Three Arrows filed for bankruptcy in July, and Blockchain.com told Reuters it still got a penny back on its loan. The text exchange is among affidavits filed by liquidators as part of the hedge fund’s liquidation process. Continue reading

Three Arrows did not respond to requests for comment. Odell declined to comment, while Reuters could not reach Zhao.

The loan was part of an opaque web of unsecured loans between crypto companies that left the industry vulnerable when cryptocurrency prices plunged 50% earlier this year, according to a Reuters review of bankruptcy courts and regulatory filings and interviews with about 20 executives and experts.

Institutional crypto lending lends both cryptocurrencies and cash for a return. By forgoing the borrower from posting collateral — such as stocks, bonds, or more commonly other crypto tokens — lenders can charge higher interest rates and increase profits, while borrowers can generate cash quickly.

Blockchain.com has since largely halted its unsecured lending, which made up 10% of its revenue, Chief Business Officer Lane Kasselman told Reuters. “We’re not prepared to take the same risk,” he said, although he added that the company would continue to offer “extremely limited” unsecured loans to top clients under certain conditions.
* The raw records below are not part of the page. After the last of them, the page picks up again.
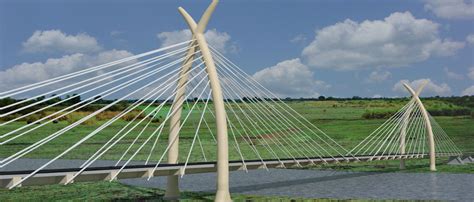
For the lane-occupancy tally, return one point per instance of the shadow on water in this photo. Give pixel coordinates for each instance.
(334, 175)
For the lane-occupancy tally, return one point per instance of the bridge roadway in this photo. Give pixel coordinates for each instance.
(60, 176)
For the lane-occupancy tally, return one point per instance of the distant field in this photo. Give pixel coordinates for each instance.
(341, 120)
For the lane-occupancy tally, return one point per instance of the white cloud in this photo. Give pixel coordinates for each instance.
(218, 40)
(470, 39)
(116, 33)
(453, 75)
(290, 78)
(27, 73)
(470, 73)
(451, 9)
(431, 89)
(300, 38)
(468, 91)
(398, 40)
(57, 41)
(379, 76)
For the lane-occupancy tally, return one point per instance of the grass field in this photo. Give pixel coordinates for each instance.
(341, 120)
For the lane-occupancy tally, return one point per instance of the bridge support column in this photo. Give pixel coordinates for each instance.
(223, 193)
(172, 187)
(403, 134)
(429, 129)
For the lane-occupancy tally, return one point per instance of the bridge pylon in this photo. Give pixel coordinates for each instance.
(197, 29)
(429, 130)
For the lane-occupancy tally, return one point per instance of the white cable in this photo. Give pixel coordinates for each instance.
(81, 72)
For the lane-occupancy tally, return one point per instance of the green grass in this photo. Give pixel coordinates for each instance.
(341, 120)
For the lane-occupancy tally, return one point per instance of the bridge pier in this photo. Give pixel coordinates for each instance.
(223, 193)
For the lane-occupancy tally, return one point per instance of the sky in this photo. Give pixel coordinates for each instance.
(297, 48)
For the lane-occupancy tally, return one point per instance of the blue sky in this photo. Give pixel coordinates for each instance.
(296, 48)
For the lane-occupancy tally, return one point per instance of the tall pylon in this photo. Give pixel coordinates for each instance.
(197, 30)
(406, 119)
(429, 129)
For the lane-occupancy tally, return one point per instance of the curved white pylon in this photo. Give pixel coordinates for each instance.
(197, 30)
(429, 129)
(403, 134)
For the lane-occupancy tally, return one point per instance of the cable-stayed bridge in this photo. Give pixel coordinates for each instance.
(189, 110)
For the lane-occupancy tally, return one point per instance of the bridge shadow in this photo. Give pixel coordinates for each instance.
(288, 183)
(334, 175)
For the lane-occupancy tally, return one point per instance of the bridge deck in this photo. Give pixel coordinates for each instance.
(60, 176)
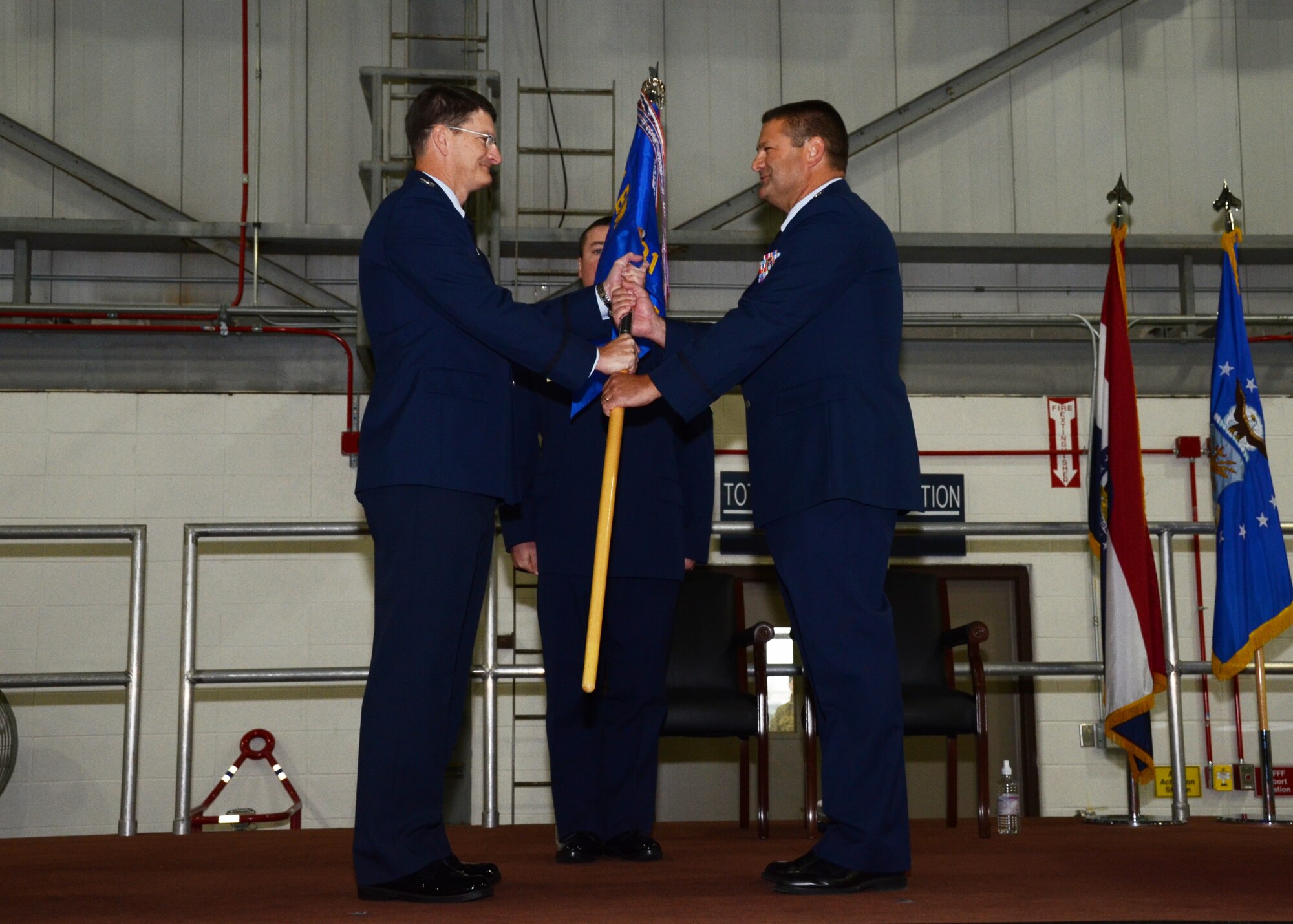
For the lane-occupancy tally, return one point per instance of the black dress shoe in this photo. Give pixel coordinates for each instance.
(823, 877)
(487, 871)
(582, 846)
(634, 845)
(438, 881)
(778, 868)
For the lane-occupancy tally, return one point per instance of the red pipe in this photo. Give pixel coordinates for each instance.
(61, 320)
(197, 329)
(242, 223)
(986, 452)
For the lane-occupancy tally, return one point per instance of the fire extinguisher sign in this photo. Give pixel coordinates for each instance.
(1062, 413)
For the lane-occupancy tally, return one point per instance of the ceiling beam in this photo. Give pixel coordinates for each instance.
(138, 201)
(1084, 17)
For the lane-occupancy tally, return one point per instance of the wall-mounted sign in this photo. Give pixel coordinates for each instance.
(945, 502)
(735, 508)
(1062, 424)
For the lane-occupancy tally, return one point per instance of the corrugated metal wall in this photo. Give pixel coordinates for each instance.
(1175, 94)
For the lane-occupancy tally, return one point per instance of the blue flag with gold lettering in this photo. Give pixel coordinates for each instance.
(1255, 594)
(637, 226)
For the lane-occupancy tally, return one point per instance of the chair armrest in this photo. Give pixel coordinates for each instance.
(760, 633)
(970, 636)
(970, 633)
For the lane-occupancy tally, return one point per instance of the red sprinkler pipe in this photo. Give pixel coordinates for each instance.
(201, 329)
(242, 222)
(985, 452)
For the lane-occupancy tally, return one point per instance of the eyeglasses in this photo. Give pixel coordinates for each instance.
(489, 139)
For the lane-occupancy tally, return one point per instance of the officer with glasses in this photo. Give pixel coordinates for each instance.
(436, 457)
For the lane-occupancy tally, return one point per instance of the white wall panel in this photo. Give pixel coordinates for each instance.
(593, 46)
(723, 73)
(1182, 112)
(1265, 67)
(343, 37)
(515, 55)
(27, 95)
(956, 166)
(1067, 125)
(844, 54)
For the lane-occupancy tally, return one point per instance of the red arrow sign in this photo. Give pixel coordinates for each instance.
(1063, 442)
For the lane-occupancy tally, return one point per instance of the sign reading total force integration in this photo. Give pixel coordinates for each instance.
(945, 502)
(735, 506)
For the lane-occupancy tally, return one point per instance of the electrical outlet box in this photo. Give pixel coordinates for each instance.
(1163, 782)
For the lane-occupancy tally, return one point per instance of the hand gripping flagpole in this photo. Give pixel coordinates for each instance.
(1229, 202)
(655, 90)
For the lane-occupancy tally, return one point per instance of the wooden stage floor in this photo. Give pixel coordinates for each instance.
(1057, 870)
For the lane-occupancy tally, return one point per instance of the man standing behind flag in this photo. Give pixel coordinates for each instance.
(1255, 594)
(815, 345)
(1120, 535)
(604, 747)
Unsecured lending has become common across the crypto industry, according to the review of filings and interviews. Despite the recent market shakeout, many industry insiders said the practice is likely to persist and even grow.

Alex Birry, chief analytical officer for financial institutions at S&P Global Ratings, said the crypto industry is indeed seeing a trend toward unsecured lending across the board. The fact that crypto is a “concentrated ecosystem” increases the risk of contagion across the sector, he added.

“So if you only lend to people who are operating in that ecosystem, and especially if the number of those counterparties is relatively limited, yes, you’re going to see events like the one we just saw,” he said of the collapse in summer lenders.


Crypto lenders, the de facto banks of the crypto world, boomed during the pandemic, attracting retail customers with double-digit interest rates in return for their cryptocurrency deposits. On the other hand, institutional investors like hedge funds looking to make leveraged bets paid higher rates to borrow the funds from lenders who profited from the difference. Continue reading

Crypto lenders are not required to hold capital or liquidity buffers like traditional lenders, and some found themselves vulnerable when a lack of collateral forced them – and their clients – to suffer large losses. Continue reading

Voyager Digital, which became one of the summer’s biggest casualties when it filed for bankruptcy in July, offers a glimpse of the rapid growth in unsecured crypto lending.

The New Jersey-based lender’s crypto loan book grew from $380 million in March 2021 to around $2 billion in March 2022, and only 11% of that $2 billion required collateral, according to regulatory filings of the company.

The lender collapsed after Three Arrows defaulted on a crypto loan that was then worth more than $650 million. Although neither party has said whether this loan was unsecured, Voyager has not reported any liquidation of collateral for the default, while Three Arrows has listed its collateral status with Voyager as “unknown,” according to the companies’ bankruptcy filings. Continue reading

Voyager declined comment on this article.

Rival lender Celsius Network, which also filed for bankruptcy in July, also offered unsecured loans, court filings show, although Reuters could not determine the extent.

Because most loans are personal loans, the level of unsecured lending is unknown across the industry, with estimates even by those involved in the business varying wildly.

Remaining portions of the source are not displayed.